« There is no hope left for a man like me. But at least now, I have this. »
[Il n’y a plus d’espoir pour un homme comme moi. Mais au moins maintenant, j’ai ça.]
En temps de guerre mondiale, Philippe (Martin Dubreuil), un déserteur québécois, trouve refuge dans l’Ouest américain en participant à des concours d’imitation de Charlie Chaplin. La rencontre de personnages sous l’emprise d’une folie destructrice propre en ces temps chaotiques, fera du retour de Philippe à la maison un parcours initiatique halluciné, à la rencontre du rêve américain capitaliste à la fois sombre, fascinant et violent.
Avec La grande noirceur, Maxime Giroux nous amène dans un univers qui n’est pas sans rappeler celui de David Lynch. C’est une preuve que le cinéma québécois est aussi capable d’explorer les coins sombres de l’âme…
Ce qui m’a frappé dès le début du film, c’est à quel point on semble se promener dans l’univers de David Lynch. L’insolite est au rendez-vous!
On en sait peu sur le personnage de Philippe. Il parle peu, sauf à sa mère à qui il téléphone à quelques reprises. Il sort de son spectacle d’imitation de Charlot et s’en va, comme ça, au milieu de nulle part. Il prend une douche dans un lieu étrange, glauque, et se fait voler. Et, lorsqu’il quitte finalement cet endroit, il se retrouve dans le milieu du désert. On ne sait pas vraiment où il est, ni pourquoi il s’y retrouve. Il rencontre d’étranges personnages avec qui il a des échanges plutôt inusités.
Puis, d’une rencontre à l’autre, on le retrouve, toujours coincé entre des gens qui lui veulent du mal. Mais toujours sans que l’on sache réellement pourquoi. C’est génial de se faire trimballer ainsi d’un lieu à un autre et d’un personnage à un autre tout en restant bien accroché à l’histoire. Mon seul bémol est l’introduction de la chanson Everybody Hurts de REM. Clairement cette pièce a une importance dans le film. Sinon, elle ne serait qu’anachronique. Et La grande noirceur est trop bien ficelée pour que cela ne soit pas voulu. Mais, à mon avis, la cible est ratée. Ce qui n’empêche pas le film d’être simplement magnifique.
D’ailleurs, une des caractéristiques qui font du film de Giroux un si bon long métrage, c’est la qualité de l’image. Pour être efficace, un film de ce genre a besoin d’une ambiance parfaite. Et pour créer la bonne ambiance, il faut une bonne musique, mais surtout, il faut une image qui permette de transmettre une émotion, une sensation.

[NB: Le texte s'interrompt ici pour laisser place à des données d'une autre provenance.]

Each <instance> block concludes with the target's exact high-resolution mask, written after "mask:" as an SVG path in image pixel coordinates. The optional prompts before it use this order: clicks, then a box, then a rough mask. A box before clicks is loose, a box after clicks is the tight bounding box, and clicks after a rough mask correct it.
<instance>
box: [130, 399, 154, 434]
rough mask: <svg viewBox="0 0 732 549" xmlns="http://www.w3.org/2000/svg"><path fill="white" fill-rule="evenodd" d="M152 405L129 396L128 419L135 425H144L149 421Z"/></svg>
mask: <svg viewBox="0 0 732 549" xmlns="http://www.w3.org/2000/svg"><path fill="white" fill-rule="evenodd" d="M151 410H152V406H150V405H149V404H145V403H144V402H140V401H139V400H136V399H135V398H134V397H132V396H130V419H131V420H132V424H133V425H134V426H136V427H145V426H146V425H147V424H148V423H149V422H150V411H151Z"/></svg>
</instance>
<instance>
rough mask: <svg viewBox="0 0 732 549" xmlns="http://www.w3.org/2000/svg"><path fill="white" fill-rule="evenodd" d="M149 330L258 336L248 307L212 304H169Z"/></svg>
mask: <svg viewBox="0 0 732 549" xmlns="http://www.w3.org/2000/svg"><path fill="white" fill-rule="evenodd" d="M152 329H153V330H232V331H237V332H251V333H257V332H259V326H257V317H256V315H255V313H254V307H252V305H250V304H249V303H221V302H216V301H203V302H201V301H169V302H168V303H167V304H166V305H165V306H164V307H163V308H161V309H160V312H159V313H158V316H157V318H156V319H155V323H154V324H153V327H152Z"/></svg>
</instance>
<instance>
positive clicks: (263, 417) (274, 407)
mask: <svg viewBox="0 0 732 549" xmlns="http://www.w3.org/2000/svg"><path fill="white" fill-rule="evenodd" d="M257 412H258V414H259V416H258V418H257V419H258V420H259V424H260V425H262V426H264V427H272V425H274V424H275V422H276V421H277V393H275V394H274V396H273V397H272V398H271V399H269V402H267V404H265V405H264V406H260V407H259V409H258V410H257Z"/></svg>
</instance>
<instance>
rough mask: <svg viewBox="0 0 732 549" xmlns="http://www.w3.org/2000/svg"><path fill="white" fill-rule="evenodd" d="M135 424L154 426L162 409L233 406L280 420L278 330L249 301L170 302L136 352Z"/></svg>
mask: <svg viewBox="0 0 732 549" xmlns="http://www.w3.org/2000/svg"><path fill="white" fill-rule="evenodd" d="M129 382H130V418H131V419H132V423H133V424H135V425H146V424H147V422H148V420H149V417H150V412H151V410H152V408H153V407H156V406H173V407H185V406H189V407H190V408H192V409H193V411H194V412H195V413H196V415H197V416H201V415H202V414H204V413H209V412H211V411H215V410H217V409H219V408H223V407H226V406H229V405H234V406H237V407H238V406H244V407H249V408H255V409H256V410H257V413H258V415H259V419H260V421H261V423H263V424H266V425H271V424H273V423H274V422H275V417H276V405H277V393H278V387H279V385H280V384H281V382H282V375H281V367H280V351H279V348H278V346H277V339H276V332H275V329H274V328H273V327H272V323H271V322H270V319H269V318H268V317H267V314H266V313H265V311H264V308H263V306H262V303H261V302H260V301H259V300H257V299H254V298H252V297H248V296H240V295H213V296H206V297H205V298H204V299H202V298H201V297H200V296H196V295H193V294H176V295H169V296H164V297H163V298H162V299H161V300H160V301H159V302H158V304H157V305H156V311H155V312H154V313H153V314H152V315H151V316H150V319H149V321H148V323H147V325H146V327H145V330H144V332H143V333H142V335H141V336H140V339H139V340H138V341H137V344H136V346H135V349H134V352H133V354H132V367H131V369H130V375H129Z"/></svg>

C’est ce que Giroux parvient à faire pour chaque lieu en jouant avec les teintes et les éclairages. Parfois, on se retrouve même dans la noirceur totale, dans la grande noirceur vécue par le personnage…
Par moments, La grande noirceur se transforme en un pamphlet dans lequel le réalisateur s’en prend aux États-Unis. Ici, un personnage profère une phrase assassine sur le capitalisme brut. Là, c’est un personnage qui se lance dans une boutade à la gloire de la cigarette qui réussit à contrôler le monde. Mais ma séquence préférée est sans doute le long échange dans lequel un des personnages nous envoie du sarcasme plein la gueule pour nous parler des mérites de la guerre.
Et ce que ces critiques font, c’est de nous faire réaliser que rien n’a réellement changé dans les 100 dernières années aux USA. La même façon d’envisager le monde et l’économie perdure.
Non, la grande noirceur n’est pas un film grand public. La logique prend parfois le bord et on doit se creuser les méninges afin de bien suivre l’histoire. Mais c’est un film extraordinaire qui garde le spectateur en haleine du début à la fin.
Et que dire des acteurs qui sont superbes. C’est d’ailleurs un grand plaisir de voir Soko en prisonnière traitée comme un chien, attachée à une chaine, ne parlant presque pas. Oui, c’est le genre de choses que l’on peut voir dans ce film. Peut-être pas le film le plus facile. Mais clairement un film à voir!